Queer @ King’s: Programme of Events

Queer @ King’s, Autumn 2013

Friday 15 November, Screening, 5.30pm, King’s College Strand Campus, Room S-2.18

Ruins: A Chronicle of an HIV Witch-Hunt, Zoe Mavroudi 

A documentary about a shocking case of HIV criminalization in Greece, Ruins tells the story of the persecution of HIV-positive women who were detained by the Hellenic Police, forcibly tested, charged with a felony, imprisoned and publicly exposed, when their mug shots and personal data were published in the media in the run-up to the country’s 2012 elections.

Followed by round table discussion with the director, Zoe Mavroudi, and members of KCL staff, Stathis Kouvelakis, Hector Kollias and Toni Mac from the Sex Worker Open University collective.

This event is free, but will require a reservation – http://ruins.eventbrite.co.uk/
Thursday 5 December, 6.15pm, King’s College Strand Campus, Nash Theatre

“our Virgin names”: Queering Eden in The Memoirs of Miss Sidney Bidulph’,  Rivka Swenson (Virginia Commonwealth University)

The Memoirs of Miss Sidney Bidulph (1761) by Frances Sheridan is a self-reflexive novel that tests the limits of what is arguably the primary formal paradigm for eighteenth-century British novels: the genre of the nostos, the tale of return. But if felicitous return is paradigmatic for the century’s hero-centered novels (with complications in the Gothic), Sheridan’s novel exposes, challenges, and confirms the gendered limitations of the return-plot for its heroine Sidney. From the first page forward, Sidney yearns to return to a prelapsarian golden time at her mother’s family seat, Sidney Castle, as she expresses repeatedly to her childhood friend, Cecilia, in letters marked by an affect that exceeds the usual warmth of the period’s epistolary effusions.

Sheridan dedicated her novel to Samuel Richardson, and her novel engages the limitations of Richardsonian form, specifically the generic expectation that heroines may enable heroes to regain or exteriorize a compromised heroic virtue or lost identity, but cannot themselves enjoy such recovery. Sidney excoriates herself for “murmuring” against “Fate,” but her murmurings are in part a self-reflexive commentary upon form itself: the gendered as well as heteronormative parameters of nostos. In fact, the novel’s real crisis is not the hoped-for reunion of the Penelopean Sidney and her husband following his dalliance with a Circean enchantress, but Sidney’s longing to re-achieve her intimacies with Cecilia in an impossible queer “Eden.”

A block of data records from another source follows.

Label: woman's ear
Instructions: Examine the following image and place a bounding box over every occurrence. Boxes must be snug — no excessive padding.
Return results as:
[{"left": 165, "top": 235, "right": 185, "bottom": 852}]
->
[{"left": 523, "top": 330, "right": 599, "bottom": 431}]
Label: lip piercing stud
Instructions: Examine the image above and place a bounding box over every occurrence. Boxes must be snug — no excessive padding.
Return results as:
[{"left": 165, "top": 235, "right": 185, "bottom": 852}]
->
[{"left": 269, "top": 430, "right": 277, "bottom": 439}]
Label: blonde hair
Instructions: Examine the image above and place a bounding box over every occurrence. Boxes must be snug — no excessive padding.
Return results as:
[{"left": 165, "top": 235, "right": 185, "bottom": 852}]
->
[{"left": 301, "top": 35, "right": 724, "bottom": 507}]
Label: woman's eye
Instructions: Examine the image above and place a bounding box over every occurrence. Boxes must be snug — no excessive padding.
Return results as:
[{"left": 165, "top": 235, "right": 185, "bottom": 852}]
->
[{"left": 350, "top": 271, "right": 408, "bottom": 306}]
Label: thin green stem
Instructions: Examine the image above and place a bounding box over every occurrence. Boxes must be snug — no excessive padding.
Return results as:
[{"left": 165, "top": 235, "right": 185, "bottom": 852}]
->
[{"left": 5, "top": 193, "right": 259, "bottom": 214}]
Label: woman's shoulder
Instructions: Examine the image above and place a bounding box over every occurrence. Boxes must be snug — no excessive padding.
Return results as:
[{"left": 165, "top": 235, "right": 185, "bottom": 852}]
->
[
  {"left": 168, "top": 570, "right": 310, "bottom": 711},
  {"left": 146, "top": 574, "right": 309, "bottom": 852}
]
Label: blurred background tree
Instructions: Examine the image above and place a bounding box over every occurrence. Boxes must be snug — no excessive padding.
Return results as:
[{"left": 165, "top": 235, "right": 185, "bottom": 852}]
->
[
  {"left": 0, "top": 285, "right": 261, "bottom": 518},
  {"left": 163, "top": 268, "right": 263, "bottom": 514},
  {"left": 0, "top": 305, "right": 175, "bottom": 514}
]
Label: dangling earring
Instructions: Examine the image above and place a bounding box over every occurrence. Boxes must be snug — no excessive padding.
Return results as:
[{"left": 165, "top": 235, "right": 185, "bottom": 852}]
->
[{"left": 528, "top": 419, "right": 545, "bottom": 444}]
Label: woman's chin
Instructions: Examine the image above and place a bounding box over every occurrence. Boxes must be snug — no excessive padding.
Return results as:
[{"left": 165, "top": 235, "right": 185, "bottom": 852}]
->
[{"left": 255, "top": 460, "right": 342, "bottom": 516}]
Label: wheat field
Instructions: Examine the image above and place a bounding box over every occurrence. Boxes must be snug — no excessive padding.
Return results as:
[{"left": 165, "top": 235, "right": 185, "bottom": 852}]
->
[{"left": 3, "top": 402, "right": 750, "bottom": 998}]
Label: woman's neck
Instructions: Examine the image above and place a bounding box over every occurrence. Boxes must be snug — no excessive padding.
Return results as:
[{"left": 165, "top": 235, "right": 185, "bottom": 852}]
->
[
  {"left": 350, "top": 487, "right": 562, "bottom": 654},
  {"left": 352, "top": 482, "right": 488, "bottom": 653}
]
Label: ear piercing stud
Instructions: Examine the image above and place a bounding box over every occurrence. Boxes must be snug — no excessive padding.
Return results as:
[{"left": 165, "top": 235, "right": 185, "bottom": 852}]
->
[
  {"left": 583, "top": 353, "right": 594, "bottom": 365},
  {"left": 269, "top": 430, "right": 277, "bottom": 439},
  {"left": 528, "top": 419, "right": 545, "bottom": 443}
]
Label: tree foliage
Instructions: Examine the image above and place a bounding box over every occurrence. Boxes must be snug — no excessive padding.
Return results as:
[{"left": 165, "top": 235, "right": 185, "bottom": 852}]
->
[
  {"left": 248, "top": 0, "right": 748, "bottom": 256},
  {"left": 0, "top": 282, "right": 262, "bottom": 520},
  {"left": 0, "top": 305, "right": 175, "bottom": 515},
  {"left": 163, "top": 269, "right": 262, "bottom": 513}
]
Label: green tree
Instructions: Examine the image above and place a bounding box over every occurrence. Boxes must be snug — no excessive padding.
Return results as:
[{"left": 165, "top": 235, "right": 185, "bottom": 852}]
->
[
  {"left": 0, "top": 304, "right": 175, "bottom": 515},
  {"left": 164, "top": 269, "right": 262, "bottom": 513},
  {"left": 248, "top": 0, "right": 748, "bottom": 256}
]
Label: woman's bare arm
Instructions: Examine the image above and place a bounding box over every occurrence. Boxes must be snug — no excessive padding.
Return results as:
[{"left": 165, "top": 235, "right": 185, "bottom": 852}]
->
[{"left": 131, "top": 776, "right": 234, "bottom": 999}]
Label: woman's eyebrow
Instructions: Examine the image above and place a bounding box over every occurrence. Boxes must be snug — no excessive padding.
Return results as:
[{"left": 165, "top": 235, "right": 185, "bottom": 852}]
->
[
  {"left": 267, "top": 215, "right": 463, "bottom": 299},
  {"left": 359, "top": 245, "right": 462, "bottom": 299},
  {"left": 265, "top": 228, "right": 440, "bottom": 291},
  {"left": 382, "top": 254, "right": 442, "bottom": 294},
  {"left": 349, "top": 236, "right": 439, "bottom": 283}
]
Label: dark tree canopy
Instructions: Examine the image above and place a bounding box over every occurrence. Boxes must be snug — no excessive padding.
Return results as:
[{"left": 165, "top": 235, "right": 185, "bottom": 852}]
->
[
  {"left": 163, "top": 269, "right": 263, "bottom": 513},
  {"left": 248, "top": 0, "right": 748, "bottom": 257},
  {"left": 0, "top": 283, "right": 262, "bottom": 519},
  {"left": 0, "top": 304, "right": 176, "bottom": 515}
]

This event is free to attend, booking is not required.

Thursday 12 December, 6.30pm, King’s College Waterloo Campus, B5 Auditorium

United in Anger: A History of Act Up, Sarah Schulman (CUNY) 

Sarah Schulman will present her documentary, United in Anger: A History of Act Up, directed by Jim Hubbard. This is a unique feature-length documentary that combines startling archival footage that puts the audience on the ground with the activists and the remarkably insightful interviews from the ACT UP Oral History Project to explore ACT UP (the AIDS Coalition to Unleash Power) from a grassroots perspective – how a small group of men and women of all races and classes, came together to change the world and save each other’s lives.

The film takes the viewer through the planning and execution of a half dozen exhilarating major actions including Seize Control of the FDA, Stop the Church, and Day of Desperation, with a timeline of many of the other zaps and actions that forced the U.S. government and mainstream media to deal with the AIDS crisis. UNITED IN ANGER reveals the group’s complex culture – meetings, affinity groups, and approaches to civil disobedience mingle with profound grief, sexiness, and the incredible energy of ACT UP.

This event is free, but will require a reservation – http://ahistoryofactup.eventbrite.co.uk/

Please also note the following dates for 2014:

13 February: Romana Byrne (Toulouse) will be discussing her new book, Aesthetic Sexuality: A Literary History of Sadomasochism, in a paper concentrating on her concept of aesthetic sexuality and what this means for Foucauldian approaches to the history of sexuality.

27 March: Johan Andersson (KCL) is a Lecturer in the Department of Geography at King’s College, London with research interests in urban queer culture, geographies of religion and cultural representation and political economy.

8 May: Christine Quinan (Utrecht) works in the fields of French studies and Gender Studies. She has undertaken research on the relationship between torture and gender and has published articles on French philosopher Simone de Beauvoir and on Algerian writer Assia Djebar.

19 May: Jasbir Puar (Rutgers) we are pleased to welcome Associate Professor of Women’s & Gender Studies at Rutgers University and author of Terrorist Assemblages: Homonationalism in Queer Times (Duke University Press, 2007), Jasbir Puar, to speak at Queer @ King’s.